Mankins is an unincorporated community located in Archer County, Texas, United States. According to the Handbook of Texas, the community had a population of 10 in 2000. Mankins is located within the Wichita Falls Metropolitan Statistical Area.

==History==
The area was settled around 1889. In 1890, the Wichita Valley Railway came through. It built a station to load grain and a church was built. It was originally named Lazarus Switch. The ranch was bought by Charles Mangold in 1908, who then built a store and hotel by the railroad. It was built a mile south of the ranch headquarters. The town was named after Tom Mankins, who was the foreman for the nearby Lazarus Ranch, which is north of the community. Mankins operated a general store in the area. In 1909, a post office opened. By 1914, there was a cattle breeder, three cattle feeding companies, and two cotton buyers, and around 55 people resided in the area. Oil was discovered in the 1920s. Three oilfields were operating 42 wells between 1923 and 1926 in Mankins. Its population rose to 85 by the late 1920s and stayed there for a decade. A brick building was built and was used as a community center and church during that same period. Methodists were the only religious denomination in the area until Baptists came in 1936. It then had 6 businesses in operation. Methodists moved to Holliday when a tornado struck the town in 1938. An abandoned church from Bowman was moved to the community in 1941. By 1950, the population rose to 120 and had four businesses operating. The post office closed in 1963. The next year, there were no businesses and its population dropped to 50 by the end of that decade. Water access improved in the 1970s, but town lots that were still owned by Mangold's estate were not for sale, so it was unable to continue growing. Its population was 45 in 1990 then plunged to 10 in 2000. Mankins also served as the hosting facility for the D.S. Dudley Circus and carnival in the 1970s.

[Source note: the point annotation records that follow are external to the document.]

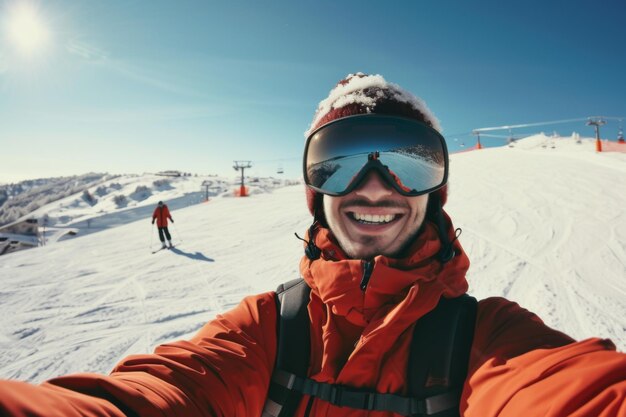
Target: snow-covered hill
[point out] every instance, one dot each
(122, 199)
(543, 225)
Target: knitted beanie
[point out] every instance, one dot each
(362, 94)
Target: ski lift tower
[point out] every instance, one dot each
(596, 123)
(477, 134)
(241, 166)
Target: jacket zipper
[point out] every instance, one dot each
(368, 267)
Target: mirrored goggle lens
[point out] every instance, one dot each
(413, 154)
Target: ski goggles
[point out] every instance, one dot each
(409, 155)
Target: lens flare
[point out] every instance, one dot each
(26, 29)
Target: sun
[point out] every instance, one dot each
(26, 29)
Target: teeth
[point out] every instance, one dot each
(374, 218)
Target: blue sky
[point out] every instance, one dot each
(143, 86)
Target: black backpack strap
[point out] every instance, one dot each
(444, 336)
(437, 369)
(293, 352)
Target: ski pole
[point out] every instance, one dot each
(177, 233)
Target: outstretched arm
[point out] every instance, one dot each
(224, 370)
(520, 366)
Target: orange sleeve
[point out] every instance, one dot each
(519, 366)
(224, 370)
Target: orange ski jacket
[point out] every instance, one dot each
(161, 214)
(518, 366)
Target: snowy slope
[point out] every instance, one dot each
(543, 226)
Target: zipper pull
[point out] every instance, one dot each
(368, 267)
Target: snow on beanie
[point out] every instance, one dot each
(361, 94)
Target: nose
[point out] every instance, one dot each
(373, 187)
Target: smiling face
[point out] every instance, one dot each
(374, 219)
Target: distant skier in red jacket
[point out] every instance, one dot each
(161, 214)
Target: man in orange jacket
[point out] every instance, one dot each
(381, 254)
(161, 214)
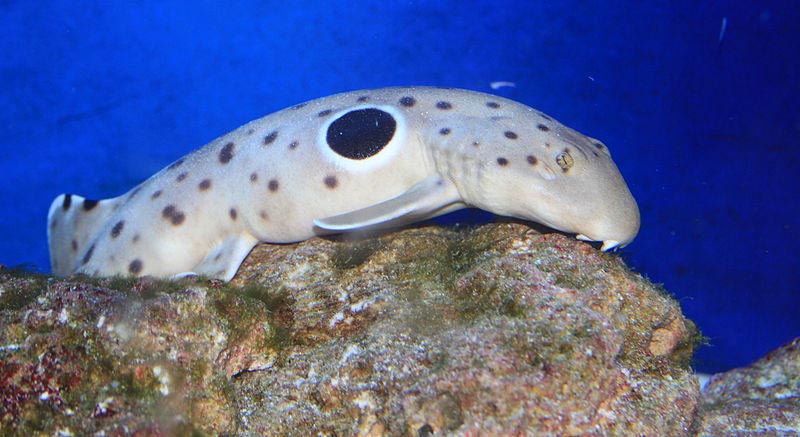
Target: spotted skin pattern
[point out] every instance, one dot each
(363, 159)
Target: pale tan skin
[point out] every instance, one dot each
(277, 180)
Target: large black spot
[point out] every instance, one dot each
(361, 133)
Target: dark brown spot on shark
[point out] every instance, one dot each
(88, 255)
(88, 205)
(331, 181)
(135, 267)
(115, 231)
(408, 101)
(171, 213)
(176, 164)
(270, 138)
(226, 154)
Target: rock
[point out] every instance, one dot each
(763, 399)
(424, 331)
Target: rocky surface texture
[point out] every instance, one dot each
(425, 331)
(763, 399)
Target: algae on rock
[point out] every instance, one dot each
(424, 330)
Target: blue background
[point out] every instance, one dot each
(97, 96)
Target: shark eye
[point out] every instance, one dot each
(565, 160)
(361, 133)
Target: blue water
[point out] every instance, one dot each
(95, 97)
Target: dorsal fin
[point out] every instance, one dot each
(72, 223)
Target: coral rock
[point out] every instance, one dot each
(496, 330)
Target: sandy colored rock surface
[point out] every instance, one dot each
(424, 331)
(763, 399)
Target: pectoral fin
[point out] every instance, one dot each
(431, 197)
(223, 261)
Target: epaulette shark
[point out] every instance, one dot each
(363, 159)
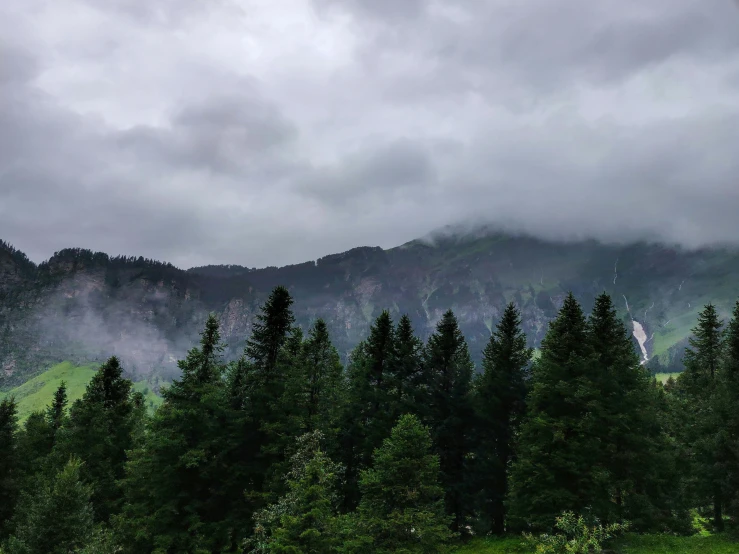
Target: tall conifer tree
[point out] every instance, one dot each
(728, 402)
(500, 401)
(406, 385)
(99, 432)
(556, 453)
(368, 418)
(448, 370)
(9, 463)
(698, 385)
(402, 506)
(174, 486)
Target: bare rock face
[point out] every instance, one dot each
(84, 306)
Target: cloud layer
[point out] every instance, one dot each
(265, 133)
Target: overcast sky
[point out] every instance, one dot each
(266, 132)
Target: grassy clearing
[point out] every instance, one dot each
(663, 377)
(630, 544)
(36, 394)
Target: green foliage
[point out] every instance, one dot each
(402, 507)
(500, 395)
(174, 484)
(56, 517)
(100, 432)
(575, 536)
(448, 377)
(304, 519)
(699, 404)
(369, 414)
(9, 461)
(556, 450)
(36, 393)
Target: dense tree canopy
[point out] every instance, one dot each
(406, 449)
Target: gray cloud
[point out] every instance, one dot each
(264, 134)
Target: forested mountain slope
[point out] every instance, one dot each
(84, 306)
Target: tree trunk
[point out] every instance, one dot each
(718, 516)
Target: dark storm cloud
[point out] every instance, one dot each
(270, 133)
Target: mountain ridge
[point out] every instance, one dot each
(82, 306)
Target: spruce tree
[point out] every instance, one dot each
(368, 418)
(500, 395)
(322, 398)
(304, 518)
(175, 485)
(728, 400)
(265, 378)
(55, 518)
(448, 371)
(634, 483)
(698, 385)
(556, 453)
(56, 413)
(406, 385)
(99, 432)
(9, 462)
(402, 506)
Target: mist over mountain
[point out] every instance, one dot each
(85, 306)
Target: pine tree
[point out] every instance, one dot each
(402, 506)
(322, 398)
(176, 496)
(9, 462)
(99, 432)
(304, 519)
(37, 439)
(556, 453)
(56, 412)
(634, 482)
(448, 371)
(265, 378)
(406, 387)
(500, 396)
(698, 384)
(56, 518)
(728, 400)
(368, 418)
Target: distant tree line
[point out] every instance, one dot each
(406, 449)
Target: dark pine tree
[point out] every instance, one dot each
(9, 462)
(697, 384)
(176, 495)
(406, 387)
(500, 402)
(402, 506)
(368, 418)
(634, 482)
(448, 371)
(56, 518)
(37, 439)
(556, 452)
(264, 388)
(56, 413)
(99, 432)
(728, 402)
(321, 399)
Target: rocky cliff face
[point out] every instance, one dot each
(85, 306)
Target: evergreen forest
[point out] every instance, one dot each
(406, 448)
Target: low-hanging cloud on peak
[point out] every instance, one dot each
(264, 134)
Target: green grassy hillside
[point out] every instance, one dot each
(37, 393)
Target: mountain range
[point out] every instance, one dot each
(84, 306)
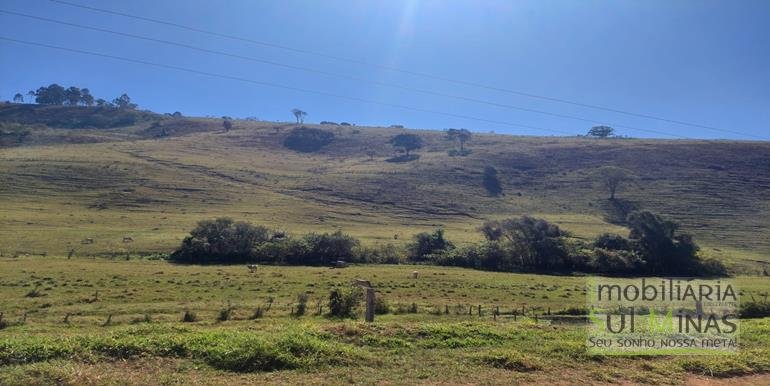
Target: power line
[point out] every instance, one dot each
(276, 85)
(400, 70)
(338, 75)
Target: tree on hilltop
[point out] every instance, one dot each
(601, 132)
(299, 115)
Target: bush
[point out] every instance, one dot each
(307, 140)
(664, 250)
(755, 309)
(301, 304)
(328, 247)
(535, 243)
(220, 241)
(344, 303)
(189, 317)
(426, 244)
(491, 182)
(225, 314)
(381, 307)
(612, 242)
(380, 254)
(615, 261)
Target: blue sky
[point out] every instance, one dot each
(705, 62)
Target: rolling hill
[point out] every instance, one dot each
(68, 174)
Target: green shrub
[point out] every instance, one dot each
(220, 241)
(308, 140)
(344, 303)
(301, 304)
(189, 317)
(381, 306)
(755, 309)
(426, 244)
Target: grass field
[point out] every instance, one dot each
(146, 342)
(63, 185)
(112, 313)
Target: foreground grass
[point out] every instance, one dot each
(145, 341)
(318, 351)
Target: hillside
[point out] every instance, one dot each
(83, 173)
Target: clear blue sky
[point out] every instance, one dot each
(705, 62)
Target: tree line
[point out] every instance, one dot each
(654, 246)
(56, 94)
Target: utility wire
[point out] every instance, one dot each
(400, 70)
(276, 85)
(337, 75)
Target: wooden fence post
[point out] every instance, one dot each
(370, 304)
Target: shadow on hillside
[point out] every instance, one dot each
(404, 158)
(616, 211)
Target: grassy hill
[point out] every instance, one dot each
(104, 174)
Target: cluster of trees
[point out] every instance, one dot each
(527, 244)
(55, 94)
(307, 140)
(225, 241)
(524, 244)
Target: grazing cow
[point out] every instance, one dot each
(363, 283)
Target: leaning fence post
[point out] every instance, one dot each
(369, 314)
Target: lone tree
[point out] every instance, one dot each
(612, 177)
(407, 142)
(72, 96)
(601, 132)
(299, 115)
(491, 182)
(86, 98)
(459, 135)
(51, 95)
(124, 102)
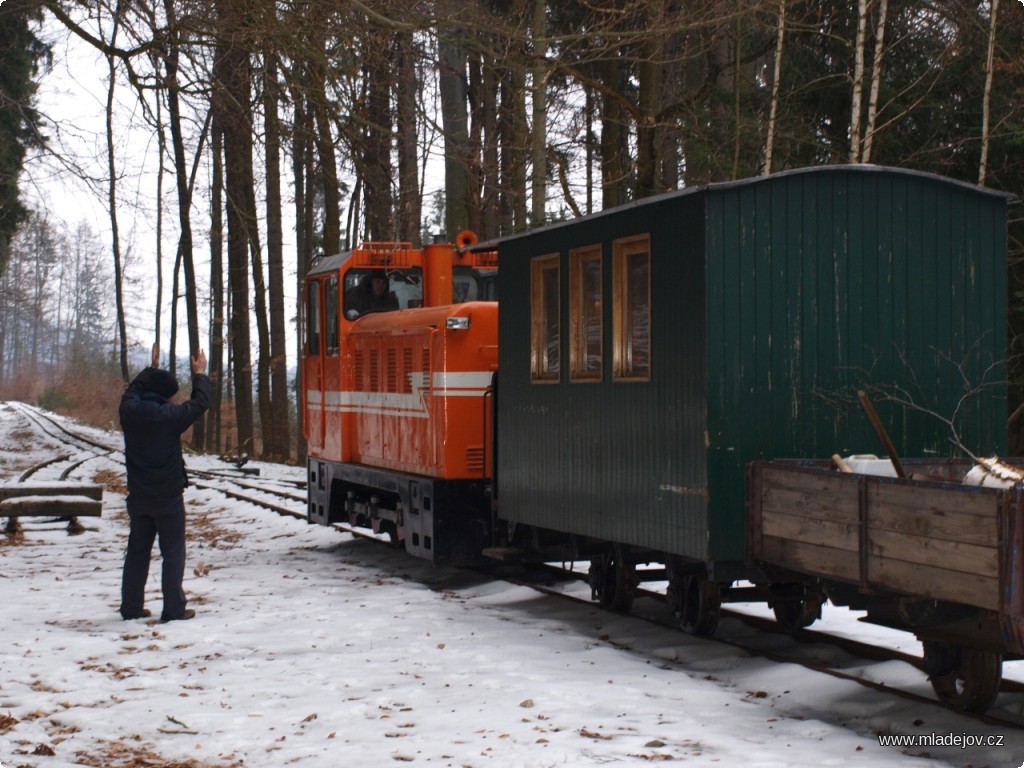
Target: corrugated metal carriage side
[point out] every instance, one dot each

The specific name of Eothyris refers to J.R. Parkey, a local landowner from Mankins who assisted the Museum of Comparative Zoology field crew in collecting fossils on his property.

==Geography==
Mankins is located at the intersection of U.S. Highway 82, U.S. Highway 277, and Texas State Highway 25, 18 miles northwest of Archer City and 19 mi southwest of Wichita Falls in northwestern Archer County.

==Education==
The community's first school was Lone Star School, which opened in 1889. It continued to have a school in 1914. In the 1930s, there was a brick building that was used as a high school, which was destroyed by a tornado in 1938. The school was rebuilt and used until 1941. It joined the Holliday Independent School District soon after. The community continues to be served by Holliday ISD today.